Get started with Dgraph
The ultimate guide to graph databases | Dgraph
- Dgraph is the native Graph database with native GraphQL support.
- It is open-source, scalable, distributed, highly available, and fast.
- It is different from other graph databases:
- Distributed Scale
- GraphQL Support
- GraphQL is built-in to make data access simple and standards-compliant.
- Unlike most GraphQL solutions, no resolvers are needed - DGraph resolves queries automatically through graph navigation.
- Fully Transactional and ACID Compliant
- It satisfies demanding OLTP workloads that require frequent inserts and updates.
- Language support & Text Search
- Full-text searching is included, and strings can be expressed in multiple languages.
- Geo data and geo queries
- It supports points and shapes data.
- Queries can use near, within, contains, or intersects geo functions.
- In Dgraph, GraphQL is not an afterthought or an add-on; it is core to the product.
- GraphQL developers can get started in minutes and need not concern themselves with the robust graph database running in the background.
- The difference with Dgraph is that no resolvers or custom queries are needed.
- Simply update a GraphQL schema, and all APIs are ready to go.
- The “resolvers” are transparently implemented by simply following graph relationships from node to node and node to field and with native graph performance.
- For complex queries that the GraphQL specification does not support, Dgraph provides a query language called “DQL” which is inspired by GraphQL, but includes more features.
- With GraphQL, simple use cases remain simple, and with DQL, more complex cases become possible.
The Graph Model - Nodes, Relationships, and Values
- Dgraph is fundamentally a property-graph database because it stores nodes, relations among those nodes, and associated properties for any relation.
- Dgraph supports JSON data as both a return structure and an insert/update format.
- In Dgraph JSON nesting represents relations among nodes, so
{ "name":"Bob", "homeAddress": { "Street":"123 Main st" } }
efficiently and intuitively represents a Person node, an Address node, and a relation (called “homeAddress”) between them.
- Dgraph supports RDF triples as an input and output format.
- Dgraph relationships are directed links between nodes, allowing optimized traversal from node to node.
- Dgraph allows a bidirectional relation via directed relationships in both directions if desired.
Dgraph Cloud Cluster Types
- Shared Instance
- Dgraph Cloud with shared instances is a fully-managed graph database service that lets you focus on building apps, not managing infrastructure.
- This is a fast and easy way to start with GraphQL and does not require any graph database knowledge to start and run.
- Shared instances run in a common database using Dgraph multi-tenancy.

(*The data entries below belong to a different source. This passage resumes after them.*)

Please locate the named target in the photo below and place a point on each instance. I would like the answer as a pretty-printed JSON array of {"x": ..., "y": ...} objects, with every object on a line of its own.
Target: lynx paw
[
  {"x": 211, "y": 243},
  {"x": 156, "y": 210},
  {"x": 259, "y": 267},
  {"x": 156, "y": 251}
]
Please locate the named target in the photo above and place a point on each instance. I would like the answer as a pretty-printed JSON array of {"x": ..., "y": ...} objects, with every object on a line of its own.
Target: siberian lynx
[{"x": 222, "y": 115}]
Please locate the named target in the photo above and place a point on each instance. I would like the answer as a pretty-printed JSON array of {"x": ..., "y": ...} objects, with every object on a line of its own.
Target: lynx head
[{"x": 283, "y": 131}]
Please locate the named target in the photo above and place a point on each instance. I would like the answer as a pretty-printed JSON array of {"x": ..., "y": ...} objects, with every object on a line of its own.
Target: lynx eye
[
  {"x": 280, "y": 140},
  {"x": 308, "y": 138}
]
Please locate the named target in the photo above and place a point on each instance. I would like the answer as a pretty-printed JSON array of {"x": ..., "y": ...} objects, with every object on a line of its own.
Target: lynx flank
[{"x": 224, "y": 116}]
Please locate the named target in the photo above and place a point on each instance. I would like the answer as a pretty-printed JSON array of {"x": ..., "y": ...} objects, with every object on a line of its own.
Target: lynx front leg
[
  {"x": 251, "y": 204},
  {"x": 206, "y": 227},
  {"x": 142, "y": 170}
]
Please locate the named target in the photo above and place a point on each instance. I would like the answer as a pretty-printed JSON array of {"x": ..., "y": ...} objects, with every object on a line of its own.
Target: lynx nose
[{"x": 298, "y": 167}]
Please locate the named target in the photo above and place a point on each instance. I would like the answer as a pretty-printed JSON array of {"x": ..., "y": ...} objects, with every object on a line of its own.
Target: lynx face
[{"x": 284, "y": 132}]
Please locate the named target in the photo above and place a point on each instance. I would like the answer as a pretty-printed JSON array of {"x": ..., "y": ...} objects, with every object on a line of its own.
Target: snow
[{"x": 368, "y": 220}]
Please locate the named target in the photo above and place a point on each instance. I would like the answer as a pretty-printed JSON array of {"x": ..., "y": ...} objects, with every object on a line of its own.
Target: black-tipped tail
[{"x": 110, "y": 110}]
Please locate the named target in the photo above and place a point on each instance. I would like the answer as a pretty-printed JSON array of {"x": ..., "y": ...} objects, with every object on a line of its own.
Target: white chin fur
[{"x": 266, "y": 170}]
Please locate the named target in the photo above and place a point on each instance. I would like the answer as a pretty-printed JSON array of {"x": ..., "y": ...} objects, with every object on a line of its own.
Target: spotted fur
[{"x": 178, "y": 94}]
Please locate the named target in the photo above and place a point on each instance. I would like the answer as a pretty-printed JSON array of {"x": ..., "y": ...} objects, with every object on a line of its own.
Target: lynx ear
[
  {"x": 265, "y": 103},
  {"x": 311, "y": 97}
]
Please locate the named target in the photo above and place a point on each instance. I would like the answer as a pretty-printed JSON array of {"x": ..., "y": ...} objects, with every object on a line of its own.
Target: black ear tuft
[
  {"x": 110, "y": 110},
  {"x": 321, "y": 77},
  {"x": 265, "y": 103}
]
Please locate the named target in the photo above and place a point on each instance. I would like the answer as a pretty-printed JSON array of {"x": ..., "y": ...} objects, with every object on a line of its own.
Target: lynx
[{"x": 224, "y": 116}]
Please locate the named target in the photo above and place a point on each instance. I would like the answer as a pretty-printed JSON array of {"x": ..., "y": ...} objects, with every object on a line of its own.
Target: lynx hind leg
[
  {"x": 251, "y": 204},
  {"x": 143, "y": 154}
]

- Your data is protected, but you share resources and will have limited scale.
- Dedicated instances
- Run on their dedicated hardware to ensure consistent performance.
- This option extends the capabilities of the lower-cost shared instances to support enterprise and production workloads and includes a high availability option.
Dgraph Architecture
- Dgraph scales to more extensive data sizes than other graph databases because it is designed from the ground up to be distributed.
- Therefore, Dgraph runs as a cluster of server nodes communicating to form a single logical data store.
- Two main types of processes (nodes) are running: Zeros and Alphas.
- Dgraph Zero server nodes hold metadata for the Dgraph cluster, coordinate distributed transactions, and re-balance data among server groups.
- Dgraph Alpha server nodes store the graph data and indices.
- Unlike non-distributed graph databases, Dgraph alphas store and index predicates, representing the data elements' relations.
- This unique indexing approach allows Dgraph to perform a database query with depth N in only N network hops, making it faster and more scalable for distributed (sharded) data sets.